Wir haben einen Fotoforum.

Naja, egal, bisst ja noch neu.

Ich würde dir die EOS 350 Empfehlen, aber vielleicht solltest du mal genauer beschreiben was du willst, und was du ausgeben kannst.


----------



## Drol-Anurav (11. Juni 2006)

Nun, erstmal solltest du dich fragen, wofür du diese Kamera brauchst. Brauchst du eher etwas kleines, dass man gut auch immer dabei haben kann, auf Reisen, oder auch im Club ?
Oder sollte man schon etwas mehr darauf erkennen, als nur die Freundin/die Clique, etc ?
Willst du dich in naher Zukunft etwas mit Fotografie beschäftigen, deinen Blick schulen und deine Bilder auch wirklich verwenden . . . ?

Denn willst du, dass deine Bilder qualitativ verwendbar sind, so nützt dir eine Sucherkamera kaum etwas. (Sucherkameras sind "die Anderen" - also nicht-Spiegelreflexkameras)
Unterschiede zwischen den beiden gibt es viele. Das wichtigste:
 - bei der Spiegelreflexkamera guckst du "durch das Objektiv" wodurch  zumindest Unschärfe, Ausschnitt, Tiefenschärfe mit dem Endergebniss übereinstimmen
(bei der Sucherkamera guckst du stattdessen durch eine art Mini-zweit-Objektiv)
 - Objektive der Spiegelreflexkamera sind immer austauschbar - und es gibt fast für jede Lebenslage eines, dazu kommen Filter, Linsen, . . .
während du bei einer Sucherkamera meist auf ein recht abgespecktes Normalobjektiv beschränkt bist


Nun ich bin ja ein Fan der Canon. Die EOS-Reihe ist grade durch ihr hervorragendes Preis-Leistungs-Verhältniss sehr beliebt, und auch für Einsteiger bestens geeignet.


----------



## VioX (11. Juni 2006)

Sorry, dass ich so wenige Angaben gemacht habe, aber das was ihr mir gesagt habt, ist doch schonmal was.

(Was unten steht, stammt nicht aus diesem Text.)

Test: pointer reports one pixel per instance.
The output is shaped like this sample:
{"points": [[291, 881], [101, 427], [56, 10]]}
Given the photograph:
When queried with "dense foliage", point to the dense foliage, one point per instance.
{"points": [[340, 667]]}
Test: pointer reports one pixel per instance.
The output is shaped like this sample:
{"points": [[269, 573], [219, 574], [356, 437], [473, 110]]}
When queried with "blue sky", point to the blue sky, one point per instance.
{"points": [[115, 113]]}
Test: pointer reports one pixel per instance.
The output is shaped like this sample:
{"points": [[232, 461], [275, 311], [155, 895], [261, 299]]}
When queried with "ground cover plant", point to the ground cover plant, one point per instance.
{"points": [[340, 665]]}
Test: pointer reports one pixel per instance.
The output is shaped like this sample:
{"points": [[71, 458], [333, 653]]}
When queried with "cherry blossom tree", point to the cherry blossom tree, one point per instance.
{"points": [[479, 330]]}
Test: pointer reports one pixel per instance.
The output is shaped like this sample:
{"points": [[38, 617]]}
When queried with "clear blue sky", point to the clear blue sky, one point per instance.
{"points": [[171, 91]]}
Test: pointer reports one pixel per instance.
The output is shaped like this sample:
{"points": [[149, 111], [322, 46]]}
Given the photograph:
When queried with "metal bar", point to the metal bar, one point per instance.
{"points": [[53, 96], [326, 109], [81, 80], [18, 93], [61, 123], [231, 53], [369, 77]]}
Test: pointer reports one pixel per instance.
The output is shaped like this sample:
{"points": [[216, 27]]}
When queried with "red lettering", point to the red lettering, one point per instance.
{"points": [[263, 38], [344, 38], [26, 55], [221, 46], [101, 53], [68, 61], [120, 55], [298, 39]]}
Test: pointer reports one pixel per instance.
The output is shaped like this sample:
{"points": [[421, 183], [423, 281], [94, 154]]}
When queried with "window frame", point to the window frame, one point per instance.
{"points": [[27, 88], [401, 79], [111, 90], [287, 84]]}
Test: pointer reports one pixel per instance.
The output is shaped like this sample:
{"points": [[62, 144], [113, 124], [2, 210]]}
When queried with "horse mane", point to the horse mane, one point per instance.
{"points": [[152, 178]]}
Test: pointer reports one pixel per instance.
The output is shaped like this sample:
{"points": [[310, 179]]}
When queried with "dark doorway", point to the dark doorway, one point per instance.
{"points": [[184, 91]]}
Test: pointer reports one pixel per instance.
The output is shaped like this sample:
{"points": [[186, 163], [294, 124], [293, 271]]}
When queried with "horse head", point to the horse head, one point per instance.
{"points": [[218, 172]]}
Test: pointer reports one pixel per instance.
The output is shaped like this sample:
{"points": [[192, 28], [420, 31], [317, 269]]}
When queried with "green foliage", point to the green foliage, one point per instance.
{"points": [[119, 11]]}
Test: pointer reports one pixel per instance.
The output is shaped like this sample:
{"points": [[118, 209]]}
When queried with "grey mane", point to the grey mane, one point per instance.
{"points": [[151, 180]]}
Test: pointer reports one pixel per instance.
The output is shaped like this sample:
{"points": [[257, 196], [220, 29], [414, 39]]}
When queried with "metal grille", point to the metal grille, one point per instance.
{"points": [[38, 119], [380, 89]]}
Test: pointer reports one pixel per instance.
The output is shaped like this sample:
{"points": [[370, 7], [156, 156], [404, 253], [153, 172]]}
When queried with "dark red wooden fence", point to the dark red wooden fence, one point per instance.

Also ich bäuchte eine Kamera, mit der ich nicht nur meine Clique fotografieren kann, denn für diese Zwecke würde ich mir einfach eine ausm Saturn holen^^

Ich habe mal auf Canon.de geguckt und musste festellen, dass die EOS 350D ja schon 800€ kostet. Das übersteigt ein wenig meine finanziellen Möglichkeiten.

Welche Kameras (ein wenig billiger) lassen sich denn noch empfehlen?


Gruß


----------



## ominglow (11. Juni 2006)

Hallo VioX

Also was für Dein Buget wohl eher eintreffen wird...ist die Canon PowerShot PRO 1.
Keine Spiegel, deckt jedoch aber sicher alle Deine Bedürfnisse ab..brauchst sie ja für den Privaten Bereich oder!? 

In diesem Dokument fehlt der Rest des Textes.